First we take the total debt (which I have rounded off to the nearest billion) of 13.314 trillion dollars, and we divide that by 1 million, because that’s how much we are going to pay per day. We get the result of 13,314,000. That is how many days it will take to pay off the debt. Now, a year consists of quite nearly 365.25 days (the .25 to account for leap year), so let’s divide that in, and we get 36,451.74 years. Now, we do lose a leap day every 100 years, so we will subtract 364 from that number (almost a year right there!) and we come to the number 36,086.74.
So, if we were able to stop the increase in debt this afternoon, and immediately began paying it off at the rate of $1 million a day, it would take 36,086.74 years. From today, that would be May 9th, in the year 38096. So, if personal debt could also be rolled into the future like that, then there would be no real debt problem. There would be a massive currency problem, but debt would cease to be a significant issue. Similar strategies are already on line in places like Japan with their 100 year mortgages. So, if one applies this concept, only stretches out the payment from 100 years to 36,086 years, at zero percent interest, the payment on a million dollar home would go from $833 a month to $2.30 a month. The debt for this would be passed down from generation to generation, but each generation could then do the same – just kick it down the road indefinitely with stupendously long term loan terms.
Who would get hurt in such a bizarre system?
The ruling class who own the banks. They would get nailed because they would see their gross receipts crash by many orders of magnitude.
Who would benefit from such a nonsensical dream?
Pretty much everyone else.
What is the blind spot even in this?
Non-economic granularities. Geologically determined structures, like resources and energy. No amount of debt will put more oil in the ground or make the sun shine brighter or increase the grain harvest or restore extinct species. We cannot repeal the second law of thermodynamics or buy our way around it.
Again, there is no solution: just mitigation.
The recent move by the Federal Reserve to buy treasury notes is a desperate and foolhardy attempt by the banking system to continue pulling money out of the working class. What they fail to understand is that you can’t get money from the working class if the working class isn’t working. If they want to reignite the consumer engine, they need to give people disposable income and a sense of job security. When people have a steady energy inflow they will naturally engage in behaviour to expend the excess. They will get fat, drive huge trucks, put men on Mars, entertain themselves into imbecility, declare war for the fun of it, build cities in the desert, vacation in the Antarctic or the Moon, etc. all depending on how much excess they have and how secure they feel about it.

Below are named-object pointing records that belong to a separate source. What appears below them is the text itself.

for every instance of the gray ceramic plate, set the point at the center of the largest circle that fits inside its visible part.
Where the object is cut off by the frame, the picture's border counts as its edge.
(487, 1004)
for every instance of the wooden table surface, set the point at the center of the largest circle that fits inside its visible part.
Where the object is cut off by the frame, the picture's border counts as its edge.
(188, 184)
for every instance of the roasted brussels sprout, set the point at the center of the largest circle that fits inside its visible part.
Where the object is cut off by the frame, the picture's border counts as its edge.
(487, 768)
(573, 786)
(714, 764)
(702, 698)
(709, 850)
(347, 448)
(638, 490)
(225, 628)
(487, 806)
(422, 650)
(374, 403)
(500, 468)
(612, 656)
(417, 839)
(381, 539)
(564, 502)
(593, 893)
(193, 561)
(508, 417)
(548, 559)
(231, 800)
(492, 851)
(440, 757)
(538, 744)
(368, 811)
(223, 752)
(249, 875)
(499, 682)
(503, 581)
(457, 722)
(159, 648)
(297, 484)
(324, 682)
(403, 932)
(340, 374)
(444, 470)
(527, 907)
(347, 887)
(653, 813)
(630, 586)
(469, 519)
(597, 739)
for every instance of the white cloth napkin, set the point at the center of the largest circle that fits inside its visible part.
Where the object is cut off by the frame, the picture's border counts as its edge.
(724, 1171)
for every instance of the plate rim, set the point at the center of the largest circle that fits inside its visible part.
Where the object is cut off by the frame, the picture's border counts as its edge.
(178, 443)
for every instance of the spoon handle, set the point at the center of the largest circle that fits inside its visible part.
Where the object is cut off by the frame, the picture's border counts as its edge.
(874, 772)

People can feel secure as can be, but if they have almost no excess, you still get stagnation. People can have gobs of excess, but if they feel insecure, they’re still dodging bullets and not taking much advantage of the excess. With the peaking of resource extraction, the per capita excess can only reduce. The only solutions are to reduce need (conservation down to granularity), reduce per capita (which is a very sticky subject, worthy of its own post) or some conbination of both.
So, in conclusion I would suggest that the best route would be what I called for almost a year and a half ago. Either that or give everyone the same deal the government has and given them 36,000 years to pay off any and all debts.